Drug traffickers carve out spaces in the forest where they can build secret shipping networks.
They pay bribes to locals and prosecutors and clear trees to make farmland or oil-palm plantations, but the land actually serves as a front to help launder drug money.
Researchers found that annual deforestation quadrupled in Honduras from 2007 and 2011, just as cocaine trafficking in the country also rose dramatically.
When McSweeney, who has done research in Honduras over the past two decades, asked local people what was causing the deforestation, "they would tell us: 'los narcos,'" or drug traffickers, she said.
She said another telltale sign was the unusual requests from locals to get change for $20 bills, in areas where US dollars are not the common currency.

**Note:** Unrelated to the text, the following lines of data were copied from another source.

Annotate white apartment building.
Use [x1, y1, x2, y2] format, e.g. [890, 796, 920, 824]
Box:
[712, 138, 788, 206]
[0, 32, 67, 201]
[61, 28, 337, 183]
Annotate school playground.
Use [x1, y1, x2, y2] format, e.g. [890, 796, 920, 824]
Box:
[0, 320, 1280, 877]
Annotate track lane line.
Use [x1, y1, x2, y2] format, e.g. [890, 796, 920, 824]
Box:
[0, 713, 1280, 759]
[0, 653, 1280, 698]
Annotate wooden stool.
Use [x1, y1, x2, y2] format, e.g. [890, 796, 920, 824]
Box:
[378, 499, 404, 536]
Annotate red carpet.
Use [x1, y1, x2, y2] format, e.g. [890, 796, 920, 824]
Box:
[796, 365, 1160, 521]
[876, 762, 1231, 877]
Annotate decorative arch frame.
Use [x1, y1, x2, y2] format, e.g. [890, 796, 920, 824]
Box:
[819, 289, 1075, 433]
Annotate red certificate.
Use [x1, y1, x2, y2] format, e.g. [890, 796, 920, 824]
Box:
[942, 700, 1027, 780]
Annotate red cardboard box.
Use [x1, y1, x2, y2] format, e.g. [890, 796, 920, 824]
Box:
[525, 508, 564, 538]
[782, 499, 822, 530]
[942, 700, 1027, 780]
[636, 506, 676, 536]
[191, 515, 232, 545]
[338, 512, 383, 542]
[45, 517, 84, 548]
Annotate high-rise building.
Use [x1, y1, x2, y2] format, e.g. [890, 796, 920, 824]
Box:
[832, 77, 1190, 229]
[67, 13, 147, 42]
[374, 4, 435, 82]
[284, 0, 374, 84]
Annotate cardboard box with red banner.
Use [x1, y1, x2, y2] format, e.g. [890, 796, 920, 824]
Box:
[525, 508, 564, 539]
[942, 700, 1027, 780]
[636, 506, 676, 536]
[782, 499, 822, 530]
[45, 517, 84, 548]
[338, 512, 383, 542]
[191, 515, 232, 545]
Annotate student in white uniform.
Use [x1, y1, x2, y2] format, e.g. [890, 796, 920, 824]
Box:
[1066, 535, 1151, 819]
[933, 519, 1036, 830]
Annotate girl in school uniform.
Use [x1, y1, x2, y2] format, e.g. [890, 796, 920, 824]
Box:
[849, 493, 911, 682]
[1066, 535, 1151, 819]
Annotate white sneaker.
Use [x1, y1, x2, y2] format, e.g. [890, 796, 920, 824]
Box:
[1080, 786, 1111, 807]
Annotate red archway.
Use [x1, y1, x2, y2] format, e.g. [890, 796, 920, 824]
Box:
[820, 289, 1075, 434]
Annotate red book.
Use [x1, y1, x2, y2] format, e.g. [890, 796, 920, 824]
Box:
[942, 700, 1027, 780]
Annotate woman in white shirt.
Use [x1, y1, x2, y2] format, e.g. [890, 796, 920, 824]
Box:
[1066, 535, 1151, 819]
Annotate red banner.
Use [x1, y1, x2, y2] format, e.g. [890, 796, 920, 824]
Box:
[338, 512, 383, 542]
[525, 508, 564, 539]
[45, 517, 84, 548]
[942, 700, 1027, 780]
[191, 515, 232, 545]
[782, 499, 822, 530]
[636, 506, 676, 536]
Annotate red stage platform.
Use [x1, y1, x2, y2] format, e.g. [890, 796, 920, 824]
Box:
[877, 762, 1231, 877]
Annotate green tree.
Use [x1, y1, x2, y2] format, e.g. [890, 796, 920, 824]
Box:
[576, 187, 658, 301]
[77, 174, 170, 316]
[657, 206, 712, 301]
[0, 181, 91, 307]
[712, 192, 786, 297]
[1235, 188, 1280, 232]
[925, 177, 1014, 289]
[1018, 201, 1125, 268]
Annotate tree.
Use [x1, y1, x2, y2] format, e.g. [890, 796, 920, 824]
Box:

"When that starts happening, you know narcos are there," she said.
The paper said that deforestation rates in Honduras, Guatemala, and Nicaragua have been among the highest in Latin America and the world since 2000.
After 2005, the rate of deforestation increased, particularly in the biodiversity hotspot known as the Caribbean lowlands of the Mesoamerican Biological Corridor.
More study is needed to confirm the full extent of the link between US anti-drug policies and deforestation in other countries, McSweeney said.
"Drug policies are also conservation policies, whether we realize it or not," she said.
"Reforming drug policies could alleviate some of the pressures on Central America's disappearing forests."